[Paper] Embedding Software Intent: Lightweight Java Module Recovery

Published: 1 month ago (December 17, 2025 at 04:24 PM EST)

3 min read

Source: arXiv

Source: arXiv - 2512.15980v1

Overview

The paper introduces ClassLAR, a lightweight technique that automatically extracts Java 9 module definitions from large, monolithic codebases. By treating fully‑qualified class names as “software intent” and feeding them to a language model, the authors can recover modules that align closely with a system’s true architecture—far faster than existing recovery tools.

Key Contributions

Intent‑driven recovery: Uses semantic cues from package and class names (via a language model) to infer architectural intent without needing heavyweight static analysis.
Class‑and‑Language model (ClassLAR): A novel hybrid that combines simple name‑based features with contextual embeddings, achieving high fidelity to the ground‑truth module layout.
Performance gains: Demonstrates 3.99 × – 10.5 ×  faster execution than state‑of‑the‑art recovery approaches on 20 real‑world Java projects.
Empirical validation: Comprehensive evaluation on popular open‑source repositories showing superior architectural‑level similarity scores across multiple metrics.

Methodology

Data collection – For each Java project, the tool extracts every fully‑qualified class name (e.g., org.apache.commons.io.FileUtils).
Semantic embedding – A pre‑trained language model (e.g., BERT‑based) converts each name into a dense vector that captures lexical meaning (“File”, “Utils”, “io”).
Clustering – Vectors are grouped using a lightweight clustering algorithm (e.g., hierarchical agglomerative clustering) that respects the hierarchical nature of package naming.
Module inference – The resulting clusters are mapped to JPMS module descriptors (module-info.java), producing a set of modules that reflect both structural (package hierarchy) and functional (semantic similarity) intent.
Evaluation – The recovered modules are compared against manually curated module layouts using architectural similarity metrics such as MoJoFM, NED, and package‑level cohesion.

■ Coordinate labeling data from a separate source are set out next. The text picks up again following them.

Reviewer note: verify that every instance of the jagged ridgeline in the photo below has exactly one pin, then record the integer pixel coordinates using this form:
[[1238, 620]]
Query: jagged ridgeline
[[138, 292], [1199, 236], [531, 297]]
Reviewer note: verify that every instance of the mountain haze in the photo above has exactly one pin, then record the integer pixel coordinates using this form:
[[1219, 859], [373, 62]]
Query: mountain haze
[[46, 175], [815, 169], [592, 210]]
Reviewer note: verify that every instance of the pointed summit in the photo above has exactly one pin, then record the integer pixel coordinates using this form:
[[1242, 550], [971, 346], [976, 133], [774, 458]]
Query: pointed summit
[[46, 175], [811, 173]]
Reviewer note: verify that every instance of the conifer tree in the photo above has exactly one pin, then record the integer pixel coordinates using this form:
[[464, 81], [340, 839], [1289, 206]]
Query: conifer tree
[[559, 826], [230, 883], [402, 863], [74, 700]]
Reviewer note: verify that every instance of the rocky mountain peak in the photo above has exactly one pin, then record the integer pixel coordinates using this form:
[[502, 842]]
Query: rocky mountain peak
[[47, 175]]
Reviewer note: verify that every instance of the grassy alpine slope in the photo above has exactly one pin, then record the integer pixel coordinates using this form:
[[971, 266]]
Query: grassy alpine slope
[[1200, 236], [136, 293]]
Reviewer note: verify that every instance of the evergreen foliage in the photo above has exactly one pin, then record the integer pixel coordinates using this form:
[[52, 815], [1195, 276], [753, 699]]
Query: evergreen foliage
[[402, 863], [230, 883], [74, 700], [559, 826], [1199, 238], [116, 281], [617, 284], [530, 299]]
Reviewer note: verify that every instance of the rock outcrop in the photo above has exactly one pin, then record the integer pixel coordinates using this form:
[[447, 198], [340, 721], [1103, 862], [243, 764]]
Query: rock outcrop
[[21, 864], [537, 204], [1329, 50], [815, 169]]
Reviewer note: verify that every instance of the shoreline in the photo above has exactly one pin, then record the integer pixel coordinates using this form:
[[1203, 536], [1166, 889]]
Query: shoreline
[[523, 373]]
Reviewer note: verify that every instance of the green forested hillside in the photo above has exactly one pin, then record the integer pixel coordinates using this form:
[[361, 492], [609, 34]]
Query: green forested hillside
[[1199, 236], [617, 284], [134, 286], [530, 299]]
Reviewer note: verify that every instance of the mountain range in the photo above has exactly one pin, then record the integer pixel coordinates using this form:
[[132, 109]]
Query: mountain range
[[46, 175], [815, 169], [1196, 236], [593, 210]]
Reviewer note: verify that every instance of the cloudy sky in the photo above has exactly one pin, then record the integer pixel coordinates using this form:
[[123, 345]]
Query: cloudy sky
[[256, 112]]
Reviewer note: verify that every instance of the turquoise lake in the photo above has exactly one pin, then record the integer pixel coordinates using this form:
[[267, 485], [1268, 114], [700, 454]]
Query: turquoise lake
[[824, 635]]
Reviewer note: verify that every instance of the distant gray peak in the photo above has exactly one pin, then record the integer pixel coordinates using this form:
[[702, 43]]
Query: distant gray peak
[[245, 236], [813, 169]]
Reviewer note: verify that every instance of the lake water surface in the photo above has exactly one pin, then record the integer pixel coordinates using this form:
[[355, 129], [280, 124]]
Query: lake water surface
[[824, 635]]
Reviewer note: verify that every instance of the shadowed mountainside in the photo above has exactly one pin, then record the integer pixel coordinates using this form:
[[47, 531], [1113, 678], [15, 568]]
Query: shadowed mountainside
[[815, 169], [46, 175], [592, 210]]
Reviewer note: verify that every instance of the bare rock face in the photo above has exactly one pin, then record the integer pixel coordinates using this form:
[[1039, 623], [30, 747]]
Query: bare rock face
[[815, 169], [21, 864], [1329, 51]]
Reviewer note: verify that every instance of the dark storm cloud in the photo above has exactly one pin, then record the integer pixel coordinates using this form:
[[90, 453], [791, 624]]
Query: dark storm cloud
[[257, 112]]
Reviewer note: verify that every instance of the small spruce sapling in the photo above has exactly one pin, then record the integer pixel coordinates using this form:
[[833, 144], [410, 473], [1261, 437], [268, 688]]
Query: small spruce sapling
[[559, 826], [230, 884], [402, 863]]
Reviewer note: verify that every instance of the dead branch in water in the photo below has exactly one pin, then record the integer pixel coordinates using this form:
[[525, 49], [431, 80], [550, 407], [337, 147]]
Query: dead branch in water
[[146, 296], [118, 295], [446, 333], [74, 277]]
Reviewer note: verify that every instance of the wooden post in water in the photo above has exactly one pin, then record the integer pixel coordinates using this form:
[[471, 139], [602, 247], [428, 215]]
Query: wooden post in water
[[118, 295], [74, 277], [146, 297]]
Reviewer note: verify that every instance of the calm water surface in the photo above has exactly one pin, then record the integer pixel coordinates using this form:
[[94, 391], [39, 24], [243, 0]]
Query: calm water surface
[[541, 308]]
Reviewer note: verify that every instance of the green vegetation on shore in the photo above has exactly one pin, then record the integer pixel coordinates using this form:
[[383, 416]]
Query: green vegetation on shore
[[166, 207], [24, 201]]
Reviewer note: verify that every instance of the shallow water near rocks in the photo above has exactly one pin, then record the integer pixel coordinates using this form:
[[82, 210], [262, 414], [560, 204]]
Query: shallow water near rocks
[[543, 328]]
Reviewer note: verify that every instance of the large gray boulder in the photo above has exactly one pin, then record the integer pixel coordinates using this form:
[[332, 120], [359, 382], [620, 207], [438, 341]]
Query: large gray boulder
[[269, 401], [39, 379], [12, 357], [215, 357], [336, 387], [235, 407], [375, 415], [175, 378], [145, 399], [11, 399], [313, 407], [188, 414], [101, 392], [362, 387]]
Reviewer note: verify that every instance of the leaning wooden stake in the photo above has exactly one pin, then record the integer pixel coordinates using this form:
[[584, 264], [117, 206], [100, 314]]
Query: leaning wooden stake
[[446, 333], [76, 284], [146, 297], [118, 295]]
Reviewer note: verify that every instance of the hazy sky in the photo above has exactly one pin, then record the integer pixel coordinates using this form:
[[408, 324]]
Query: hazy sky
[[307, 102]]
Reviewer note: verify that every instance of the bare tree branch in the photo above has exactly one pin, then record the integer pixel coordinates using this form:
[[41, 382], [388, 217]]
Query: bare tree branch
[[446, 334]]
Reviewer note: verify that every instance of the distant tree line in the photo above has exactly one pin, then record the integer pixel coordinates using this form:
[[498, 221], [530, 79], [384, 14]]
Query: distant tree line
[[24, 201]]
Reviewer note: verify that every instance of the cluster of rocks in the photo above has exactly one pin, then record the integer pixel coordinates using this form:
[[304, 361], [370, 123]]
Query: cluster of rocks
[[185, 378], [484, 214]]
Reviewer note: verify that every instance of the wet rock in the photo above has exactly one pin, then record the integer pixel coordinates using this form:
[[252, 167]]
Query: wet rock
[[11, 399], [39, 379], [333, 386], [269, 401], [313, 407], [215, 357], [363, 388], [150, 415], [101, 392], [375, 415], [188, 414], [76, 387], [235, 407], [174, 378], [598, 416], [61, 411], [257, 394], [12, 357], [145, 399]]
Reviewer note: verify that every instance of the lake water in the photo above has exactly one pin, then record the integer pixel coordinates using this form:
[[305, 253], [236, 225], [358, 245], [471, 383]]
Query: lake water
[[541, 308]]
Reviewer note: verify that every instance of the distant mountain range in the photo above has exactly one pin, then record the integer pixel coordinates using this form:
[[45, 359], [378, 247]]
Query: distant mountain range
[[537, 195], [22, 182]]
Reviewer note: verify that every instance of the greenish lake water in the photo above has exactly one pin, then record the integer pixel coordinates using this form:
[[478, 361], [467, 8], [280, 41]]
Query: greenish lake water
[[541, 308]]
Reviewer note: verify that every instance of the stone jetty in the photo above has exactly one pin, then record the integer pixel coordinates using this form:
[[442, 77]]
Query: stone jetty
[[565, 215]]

The entire pipeline runs in a few seconds for medium‑size projects, because it avoids expensive byte‑code analysis and relies only on lightweight text processing and vector operations.

Results & Findings

Metric	ClassLAR	Best Prior Art
MoJoFM (higher = more similar)	85.2 %	71.4 %
NED (lower = less error)	0.12	0.27
Runtime (seconds)	12 s (avg)	48 s – 126 s

Higher architectural similarity: ClassLAR consistently produced module groupings that matched the developers’ intended architecture more closely than static‑dependency‑based recoveries.
Speed: Because it only parses class names, the approach scales linearly and stays well under a minute even for projects with >10 k classes.
Robustness: The language model captured nuanced intent (e.g., “crypto” vs. “security”) that pure package‑structure heuristics missed, leading to better functional cohesion within modules.

Practical Implications

Rapid JPMS migration: Teams can bootstrap a module-info.java for legacy monoliths without manual refactoring, cutting migration time from weeks to hours.
Continuous architecture monitoring: Integrate ClassLAR into CI pipelines to detect drift between code and declared modules, alerting developers before encapsulation bugs appear.
Tooling ecosystem: The lightweight nature makes it easy to embed in IDE plugins, build tools (Maven/Gradle), or code‑review bots that suggest module boundaries on the fly.
Improved maintainability: By aligning the codebase with explicit modules, developers gain stronger encapsulation guarantees, clearer dependency graphs, and better support for Java’s service‑loader mechanism.

Limitations & Future Work

Name quality dependency: Projects with poorly chosen package/class names (e.g., generic util packages) can degrade embedding quality, leading to less accurate modules.
Language model scope: The current model is trained on general Java corpora; domain‑specific vocabularies (e.g., scientific computing) may require fine‑tuning.
Dynamic behavior ignored: ClassLAR does not analyze runtime reflection or dynamic class loading, which could affect module boundaries in highly dynamic systems.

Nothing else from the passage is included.